La délibération modifiée n°155 du 29 décembre 1998 relative à la salubrité des denrées alimentaires (dernière modification le 24 décembre 2008) établit les règles de salubrité visant à garantir le consommateur contre toute maladie d’origine alimentaire.

Tout établissement traitant de denrées alimentaires est soumis à l’obligation de déclaration auprès du Gouvernement. Les entreprises sont soit soumises à une simple déclaration, soit elles doivent faire une demande d’attestation de conformité (AC), d’agrément d’hygiène simplifié (AHS) ou d’agrément d’hygiène (AH).

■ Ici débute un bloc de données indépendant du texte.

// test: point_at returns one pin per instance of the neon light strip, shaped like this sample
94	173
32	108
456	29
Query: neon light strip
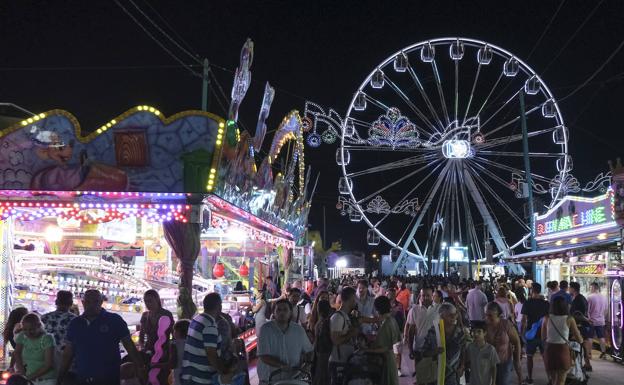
574	232
575	199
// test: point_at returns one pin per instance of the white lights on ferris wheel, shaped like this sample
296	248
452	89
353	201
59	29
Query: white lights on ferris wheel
372	238
456	50
532	85
456	149
343	157
360	102
377	80
484	55
549	110
400	62
427	53
511	67
345	184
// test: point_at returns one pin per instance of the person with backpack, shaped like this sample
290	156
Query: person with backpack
322	343
343	333
533	312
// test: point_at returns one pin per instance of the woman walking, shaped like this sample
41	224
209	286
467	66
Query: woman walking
556	328
501	333
34	352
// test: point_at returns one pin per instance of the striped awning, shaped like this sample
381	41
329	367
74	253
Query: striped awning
561	252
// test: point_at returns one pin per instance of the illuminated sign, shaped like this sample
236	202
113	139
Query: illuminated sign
594	269
568	222
573	216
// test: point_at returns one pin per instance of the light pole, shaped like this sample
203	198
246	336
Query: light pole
445	255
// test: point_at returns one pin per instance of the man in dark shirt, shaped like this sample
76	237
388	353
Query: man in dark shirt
563	292
533	309
93	341
578	309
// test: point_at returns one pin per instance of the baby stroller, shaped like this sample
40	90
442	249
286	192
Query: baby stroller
577	375
298	377
363	368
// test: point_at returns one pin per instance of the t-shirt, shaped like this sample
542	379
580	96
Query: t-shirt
33	354
56	323
482	360
597	306
340	322
534	309
476	301
202	334
287	346
579	305
96	345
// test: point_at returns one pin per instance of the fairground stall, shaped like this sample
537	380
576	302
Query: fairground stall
579	240
177	204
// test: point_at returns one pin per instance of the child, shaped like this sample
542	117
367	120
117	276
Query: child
482	357
176	353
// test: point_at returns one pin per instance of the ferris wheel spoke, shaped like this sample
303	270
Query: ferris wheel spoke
426	205
486	212
413	160
474	85
424	95
409	193
436	75
500	200
401	179
504	140
500	127
487	98
500	108
512	169
407	101
376	102
518	154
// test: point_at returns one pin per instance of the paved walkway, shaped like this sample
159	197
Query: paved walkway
605	372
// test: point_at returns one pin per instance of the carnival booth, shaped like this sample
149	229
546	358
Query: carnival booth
579	240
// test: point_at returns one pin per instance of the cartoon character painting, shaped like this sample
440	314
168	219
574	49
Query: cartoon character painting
62	174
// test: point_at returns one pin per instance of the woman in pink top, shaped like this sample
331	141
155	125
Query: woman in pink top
502	334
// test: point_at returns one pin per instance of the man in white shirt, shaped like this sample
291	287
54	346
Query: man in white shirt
419	320
365	305
281	345
475	302
342	335
597	307
298	311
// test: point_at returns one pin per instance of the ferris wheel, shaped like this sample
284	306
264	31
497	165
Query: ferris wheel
432	153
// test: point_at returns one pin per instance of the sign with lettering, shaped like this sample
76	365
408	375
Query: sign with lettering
593	269
575	215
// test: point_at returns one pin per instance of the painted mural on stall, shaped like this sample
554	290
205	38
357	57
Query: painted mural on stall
139	150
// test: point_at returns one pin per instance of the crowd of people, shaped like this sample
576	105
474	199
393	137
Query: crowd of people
335	330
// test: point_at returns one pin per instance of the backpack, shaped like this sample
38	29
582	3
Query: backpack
323	339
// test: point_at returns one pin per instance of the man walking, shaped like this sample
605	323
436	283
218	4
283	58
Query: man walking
533	310
476	301
201	361
597	304
579	310
282	344
57	322
93	342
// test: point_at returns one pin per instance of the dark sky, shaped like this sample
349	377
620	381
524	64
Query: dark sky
90	58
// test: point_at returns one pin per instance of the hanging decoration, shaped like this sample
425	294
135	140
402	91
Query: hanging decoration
218	271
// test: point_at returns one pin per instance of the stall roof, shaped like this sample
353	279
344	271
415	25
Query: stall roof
560	252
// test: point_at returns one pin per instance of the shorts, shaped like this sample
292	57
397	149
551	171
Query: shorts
586	331
533	345
396	348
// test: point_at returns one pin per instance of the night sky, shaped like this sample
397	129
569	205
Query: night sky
90	58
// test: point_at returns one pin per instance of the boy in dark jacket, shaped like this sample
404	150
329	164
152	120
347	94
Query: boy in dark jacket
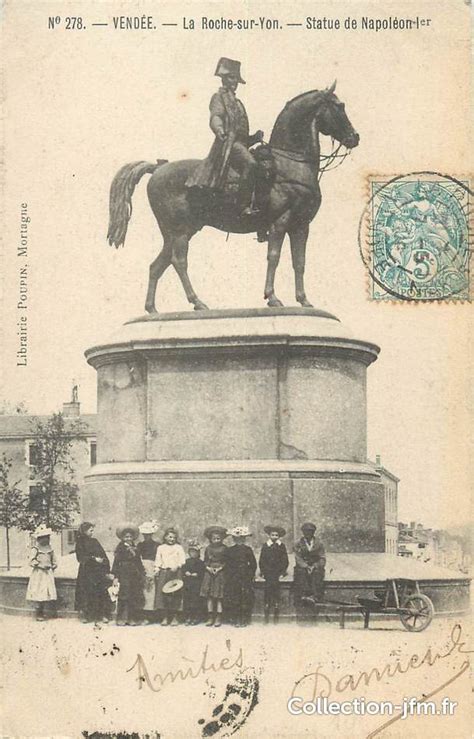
273	564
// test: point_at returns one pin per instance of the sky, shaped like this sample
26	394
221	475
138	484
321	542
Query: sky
78	106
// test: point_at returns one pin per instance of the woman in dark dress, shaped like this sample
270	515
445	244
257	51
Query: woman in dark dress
310	563
240	571
129	574
91	599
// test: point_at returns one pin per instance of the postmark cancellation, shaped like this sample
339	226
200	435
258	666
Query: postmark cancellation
416	237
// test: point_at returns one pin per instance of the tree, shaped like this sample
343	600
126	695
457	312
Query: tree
13	502
54	498
13	409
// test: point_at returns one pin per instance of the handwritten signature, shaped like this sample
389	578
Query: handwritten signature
157	681
319	684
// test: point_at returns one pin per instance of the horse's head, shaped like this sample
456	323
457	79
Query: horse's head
332	120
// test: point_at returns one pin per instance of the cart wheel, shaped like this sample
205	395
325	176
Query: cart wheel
417	612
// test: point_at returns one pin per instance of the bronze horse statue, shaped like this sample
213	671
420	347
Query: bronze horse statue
291	205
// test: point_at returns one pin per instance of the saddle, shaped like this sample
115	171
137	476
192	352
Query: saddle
224	200
266	173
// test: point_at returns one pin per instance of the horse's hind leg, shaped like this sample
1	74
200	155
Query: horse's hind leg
179	261
157	267
298	239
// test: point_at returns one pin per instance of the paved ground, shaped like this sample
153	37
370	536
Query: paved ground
63	677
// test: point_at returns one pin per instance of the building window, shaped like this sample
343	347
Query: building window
36	500
32	454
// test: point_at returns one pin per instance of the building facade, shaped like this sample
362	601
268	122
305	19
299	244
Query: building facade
390	483
17	442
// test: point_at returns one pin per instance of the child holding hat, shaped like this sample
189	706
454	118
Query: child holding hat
129	574
147	551
273	564
213	582
170	558
193	573
41	586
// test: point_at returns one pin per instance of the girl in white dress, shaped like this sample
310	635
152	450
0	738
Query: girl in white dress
41	586
170	558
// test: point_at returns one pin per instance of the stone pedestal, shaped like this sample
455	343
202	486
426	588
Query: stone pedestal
236	417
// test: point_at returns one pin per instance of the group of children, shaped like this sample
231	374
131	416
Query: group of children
153	582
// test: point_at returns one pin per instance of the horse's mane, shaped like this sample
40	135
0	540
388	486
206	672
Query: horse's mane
290	104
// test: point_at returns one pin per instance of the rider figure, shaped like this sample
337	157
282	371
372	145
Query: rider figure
229	122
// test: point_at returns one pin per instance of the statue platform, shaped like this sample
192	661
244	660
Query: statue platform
236	417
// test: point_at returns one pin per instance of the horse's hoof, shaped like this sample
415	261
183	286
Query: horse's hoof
274	303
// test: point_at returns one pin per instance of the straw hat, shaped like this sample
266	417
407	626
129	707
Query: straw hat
172	586
194	544
148	527
127	527
279	529
215	530
239	531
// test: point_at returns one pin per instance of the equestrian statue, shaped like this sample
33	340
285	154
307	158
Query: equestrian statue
243	186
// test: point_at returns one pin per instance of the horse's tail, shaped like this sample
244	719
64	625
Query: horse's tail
120	200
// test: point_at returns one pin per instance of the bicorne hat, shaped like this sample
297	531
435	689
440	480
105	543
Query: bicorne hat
279	529
228	66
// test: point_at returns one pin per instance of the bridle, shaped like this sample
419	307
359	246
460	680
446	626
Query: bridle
330	158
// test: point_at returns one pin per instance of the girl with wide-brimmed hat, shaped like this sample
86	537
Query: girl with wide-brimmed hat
147	551
241	566
41	586
170	558
93	578
213	582
129	576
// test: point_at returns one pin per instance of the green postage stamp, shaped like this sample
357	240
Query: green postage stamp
417	237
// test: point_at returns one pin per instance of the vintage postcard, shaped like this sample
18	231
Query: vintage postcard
236	381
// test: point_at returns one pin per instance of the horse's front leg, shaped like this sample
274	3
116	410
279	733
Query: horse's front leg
275	242
298	239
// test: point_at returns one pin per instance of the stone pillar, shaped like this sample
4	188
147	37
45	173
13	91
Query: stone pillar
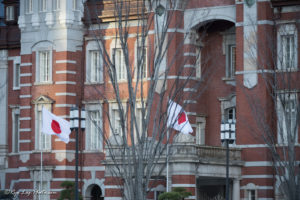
3	110
236	189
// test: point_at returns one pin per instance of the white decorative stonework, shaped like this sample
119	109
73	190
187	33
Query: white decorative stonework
24	157
184	138
60	156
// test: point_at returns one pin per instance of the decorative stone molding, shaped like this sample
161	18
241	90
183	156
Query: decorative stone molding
60	156
184	138
49	19
192	37
24	157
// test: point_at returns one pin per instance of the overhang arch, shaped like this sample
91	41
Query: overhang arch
194	18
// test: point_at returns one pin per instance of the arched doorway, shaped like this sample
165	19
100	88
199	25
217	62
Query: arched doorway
94	192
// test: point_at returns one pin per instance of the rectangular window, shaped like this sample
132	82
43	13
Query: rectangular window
115	118
94	130
139	120
44	190
16	130
230	114
10	13
95	72
74	4
251	195
200	130
141	62
120	64
16	76
198	63
231	61
287	125
56	4
288	51
43	5
43	141
28	6
44	68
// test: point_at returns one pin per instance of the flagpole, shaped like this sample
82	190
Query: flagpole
167	160
41	147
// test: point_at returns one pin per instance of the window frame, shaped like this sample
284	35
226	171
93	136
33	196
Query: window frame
10	13
200	130
287	30
16	76
38	77
93	108
280	102
43	6
113	107
56	5
38	128
16	131
28	7
137	47
121	70
93	46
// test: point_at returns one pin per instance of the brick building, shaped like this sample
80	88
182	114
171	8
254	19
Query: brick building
47	55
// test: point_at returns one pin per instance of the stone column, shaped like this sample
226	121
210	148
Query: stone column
3	110
236	189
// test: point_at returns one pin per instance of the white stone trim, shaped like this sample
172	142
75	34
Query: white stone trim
66	61
183	185
252	146
257	176
25	107
24	141
191	113
259	187
26	85
189	101
64	105
25	129
190	54
65	94
182	77
258	164
25	118
25	74
25	96
25	64
65	83
189	66
65	72
190	90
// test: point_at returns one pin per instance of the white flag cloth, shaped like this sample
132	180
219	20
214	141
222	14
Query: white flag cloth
54	125
177	118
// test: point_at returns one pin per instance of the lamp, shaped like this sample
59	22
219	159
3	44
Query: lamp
227	136
77	121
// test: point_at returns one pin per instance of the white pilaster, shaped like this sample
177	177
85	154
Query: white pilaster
236	189
3	110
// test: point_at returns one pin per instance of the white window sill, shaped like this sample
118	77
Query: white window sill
93	151
43	83
294	69
14	154
44	151
229	80
94	83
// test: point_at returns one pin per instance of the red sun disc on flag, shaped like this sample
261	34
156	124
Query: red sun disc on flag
55	127
181	118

Le pôle Sécurité Sanitaire des Aliments du SIVAP (un service de la DAVAR) est chargé du contrôle de la salubrité des denrées, depuis la première transformation (abattoirs, pêcheries, collecte du lait….) jusqu’à l’assiette du consommateur. A tous les stades de production, les agents contrôlent les professionnels sur le respect des bonnes pratiques d’hygiène et vérifient la salubrité du produit fabriqué.
En matière d’hygiène alimentaire, cinq catégories d'éléments sont identifiées comme ayant une influence sur la salubrité du produit fini, il s'agit des "5 M" :

  • le milieu,
  • le matériel,
  • la main d'œuvre,
  • les matières,
  • les méthodes.

Les bonnes pratiques de travail et de manipulation de denrées sont regroupées dans divers guides des différentes filières alimentaires. La réglementation en la matière et des conseils sont disponibles sur le site de la DAVAR .

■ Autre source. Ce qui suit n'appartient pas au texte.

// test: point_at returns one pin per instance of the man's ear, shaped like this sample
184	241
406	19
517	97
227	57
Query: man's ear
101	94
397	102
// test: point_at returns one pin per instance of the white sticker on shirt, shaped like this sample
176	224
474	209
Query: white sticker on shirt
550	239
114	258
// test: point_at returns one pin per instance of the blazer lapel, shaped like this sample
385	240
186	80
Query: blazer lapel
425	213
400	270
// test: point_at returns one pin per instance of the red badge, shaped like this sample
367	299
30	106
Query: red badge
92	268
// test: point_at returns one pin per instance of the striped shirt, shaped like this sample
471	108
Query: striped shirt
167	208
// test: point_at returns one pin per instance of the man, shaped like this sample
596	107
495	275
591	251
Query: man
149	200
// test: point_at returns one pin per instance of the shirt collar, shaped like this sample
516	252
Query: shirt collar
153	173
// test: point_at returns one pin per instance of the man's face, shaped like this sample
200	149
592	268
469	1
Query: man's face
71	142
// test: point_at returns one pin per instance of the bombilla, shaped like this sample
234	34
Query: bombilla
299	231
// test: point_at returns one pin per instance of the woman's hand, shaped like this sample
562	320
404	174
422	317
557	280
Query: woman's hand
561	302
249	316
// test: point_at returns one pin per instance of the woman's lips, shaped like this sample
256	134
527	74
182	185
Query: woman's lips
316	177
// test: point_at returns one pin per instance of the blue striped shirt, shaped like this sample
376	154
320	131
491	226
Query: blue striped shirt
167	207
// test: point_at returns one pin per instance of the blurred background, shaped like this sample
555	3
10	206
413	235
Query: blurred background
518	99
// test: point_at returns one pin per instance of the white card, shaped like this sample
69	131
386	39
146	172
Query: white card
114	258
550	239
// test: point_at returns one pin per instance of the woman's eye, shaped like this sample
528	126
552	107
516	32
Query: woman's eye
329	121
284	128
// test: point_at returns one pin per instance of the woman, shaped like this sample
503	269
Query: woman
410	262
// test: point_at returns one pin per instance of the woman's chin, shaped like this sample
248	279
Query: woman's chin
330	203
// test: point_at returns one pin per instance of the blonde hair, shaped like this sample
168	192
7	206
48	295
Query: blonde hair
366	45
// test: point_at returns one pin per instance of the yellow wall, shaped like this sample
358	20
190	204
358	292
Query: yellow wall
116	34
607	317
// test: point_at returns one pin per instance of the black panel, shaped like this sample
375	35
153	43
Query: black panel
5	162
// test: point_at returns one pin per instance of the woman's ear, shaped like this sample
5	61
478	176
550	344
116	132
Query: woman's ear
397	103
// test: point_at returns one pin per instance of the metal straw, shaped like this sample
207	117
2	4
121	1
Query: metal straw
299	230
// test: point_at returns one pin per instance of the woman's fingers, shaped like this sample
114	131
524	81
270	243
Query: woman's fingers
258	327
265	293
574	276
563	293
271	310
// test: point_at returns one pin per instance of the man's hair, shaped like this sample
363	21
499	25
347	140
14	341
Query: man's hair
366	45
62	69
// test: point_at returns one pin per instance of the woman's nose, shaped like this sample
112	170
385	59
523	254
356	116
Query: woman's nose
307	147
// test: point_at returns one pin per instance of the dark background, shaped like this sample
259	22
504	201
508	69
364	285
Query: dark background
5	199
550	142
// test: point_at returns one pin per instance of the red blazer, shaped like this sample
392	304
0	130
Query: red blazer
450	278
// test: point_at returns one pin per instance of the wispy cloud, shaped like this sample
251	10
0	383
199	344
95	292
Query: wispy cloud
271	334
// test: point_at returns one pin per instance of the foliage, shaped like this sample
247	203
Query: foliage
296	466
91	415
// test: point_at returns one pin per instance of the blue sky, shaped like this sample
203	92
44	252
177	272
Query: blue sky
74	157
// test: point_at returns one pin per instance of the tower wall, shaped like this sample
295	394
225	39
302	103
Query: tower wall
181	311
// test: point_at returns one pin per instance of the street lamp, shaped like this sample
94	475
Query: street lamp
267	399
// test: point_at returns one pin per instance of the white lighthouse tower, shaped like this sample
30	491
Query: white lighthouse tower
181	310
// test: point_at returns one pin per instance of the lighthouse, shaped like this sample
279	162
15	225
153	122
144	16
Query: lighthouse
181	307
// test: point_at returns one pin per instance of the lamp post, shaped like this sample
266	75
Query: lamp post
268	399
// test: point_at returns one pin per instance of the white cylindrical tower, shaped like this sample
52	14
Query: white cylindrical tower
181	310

La réglementation pour les praticiens de l'esthétique

Le Congrès a adopté le 7 janvier 2016 une réglementation sur la pratique du tatouage, du perçage corporel et du maquillage permanent visant à renforcer les mesures d’hygiène et la protection de la santé de la clientèle.
Dorénavant, tous les praticiens du maquillage permanent devront se conformer à une série d’obligations :

  • déclarer leur activité auprès des services de la DASS et suivre une formation sur les conditions d’hygiène et de salubrité, à actualiser tous les ans
  • respecter des conditions d’hygiène et de salubrité telles que l’utilisation de matériel stérilisé et/ou à usage unique et procéder à l’aménagement d’une salle dédiée exclusivement à cette pratique (interdiction de pratiquer en extérieur ou au domicile du client)
  • informer préalablement la clientèle des risques auxquels elle s’expose après la réalisation de ces techniques et des précautions à respecter

D’autre part, il est désormais interdit de pratiquer ces techniques sur des mineurs de moins de 16 ans. Pour les 16-18 ans, l’accord écrit des parents est obligatoire.

Suite à cette nouvelle réglementation, le Centre de formation de l'artisanat a été agréé pour former les professionnels du secteur. Ceux-ci ont jusqu’au 1er juillet 2016 pour engager des démarches d’inscription à cette formation désormais obligatoire, et réactualisable chaque année. 

La formation dure 21 heures (3 jours) et coute 55 000 francs pour les techniques de tatouage par effraction cutanée, de maquillage permanent ou de perçage corporel, 4 heures et 9 500 francs pour la technique du perçage du lobe de l’oreille et 4 heures et 9 500 francs pour le stage de réactualisation.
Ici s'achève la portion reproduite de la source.